Many dentists I speak with say their primary source of new patients is participation in dental insurance networks. While this can provide a steady flow of new patients, there are a few problems with being overly reliant on this source of new patient acquisition.
1) Lack of control: It is the insurance company, not the dentist that dictates fees. Lately insurance companies are even telling dentists how much they can charge for non-covered procedures. You do not want to be in a position of wanting/needing to increase your fees, only to discover that the majority of your patients are covered by insurance and you have no control over the fees you charge them.
2) The deck will always be stacked in the insurance company’s favor: My first job out of college in the early 90’s was marketing employee benefits, including dental insurance, for a large insurance company. Back then dental insurance premiums were increasing at around 12-15% per year. I have not been an insider in that industry in almost 20 years, however I have heard that annual increases have remained somewhere around that level, yet the annual maximum amount that insurance companies will pay out for treatment hasn’t increased ($1,000 – $2,000 per year) in decades. And it’s also safe to assume they haven’t increased their reasonable & customary (usual & customary) reimbursement amounts at anywhere near the rate of inflation.
So bottom line, the insurance companies are paying dentists less than ever (on an inflation adjusted basis), controlling how much dentists can charge more than ever, and capping coverage at the same levels they were 20 years ago in spite of inflation and annual premium increases.

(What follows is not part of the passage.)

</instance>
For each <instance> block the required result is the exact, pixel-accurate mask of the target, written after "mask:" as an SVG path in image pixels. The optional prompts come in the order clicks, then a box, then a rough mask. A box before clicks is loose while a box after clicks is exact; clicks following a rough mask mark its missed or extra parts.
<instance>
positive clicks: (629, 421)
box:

3) Additional staffing requirements: The insurance companies have made it so burdensome that you need staff dedicated to filing claims, checking coverage, completing redundant paperwork and following up on unreimbursed claims. This of course increases your overhead with staffers who are not direct revenue generators (like a hygienist is).
4) Lack of diversification: This not only applies to insurance network participation, but all other forms of marketing and advertising. For example, just as patient referrals shouldn’t be your sole source of new patient acquisition, you shouldn’t be 100% reliant on insurance companies either. As with most things in life, the key is moderation and diversification. You may have heard your financial planner tell you not to put “all your eggs in one basket” – the same holds true with marketing and promotion.
5) Patient retention: When patients that initially came to you solely because you were in-network with their insurance company change jobs, or their employer switches insurance companies and you aren’t on the list for their new insurance company, you will most likely lose that patient.
It is much easier and more profitable to keep an existing patient than to get a new one. Your existing patients already know & trust you – this is not the case with a new patient. Not only does it cost more to acquire a new patient than to get an existing patient to return, your case acceptance rate will be higher with long-term patients due to the higher level of comfort and trust.
I’m not recommending dentists who currently accept insurance stop doing so all together – especially not in the current economy. I am however, suggesting they diversify their new patient acquisition methods to include things like building referral networks with specialists, direct mail (and I don’t mean the “me too” cookie cutter postcards that are way overused by dentists), internet marketing (SEO, blogs, link building, dental microsites, online videos & press releases), patient newsletters and better internal marketing (lost patient reactivation campaigns, training staff to properly handle call-ins, formalized patient referral programs, etc.).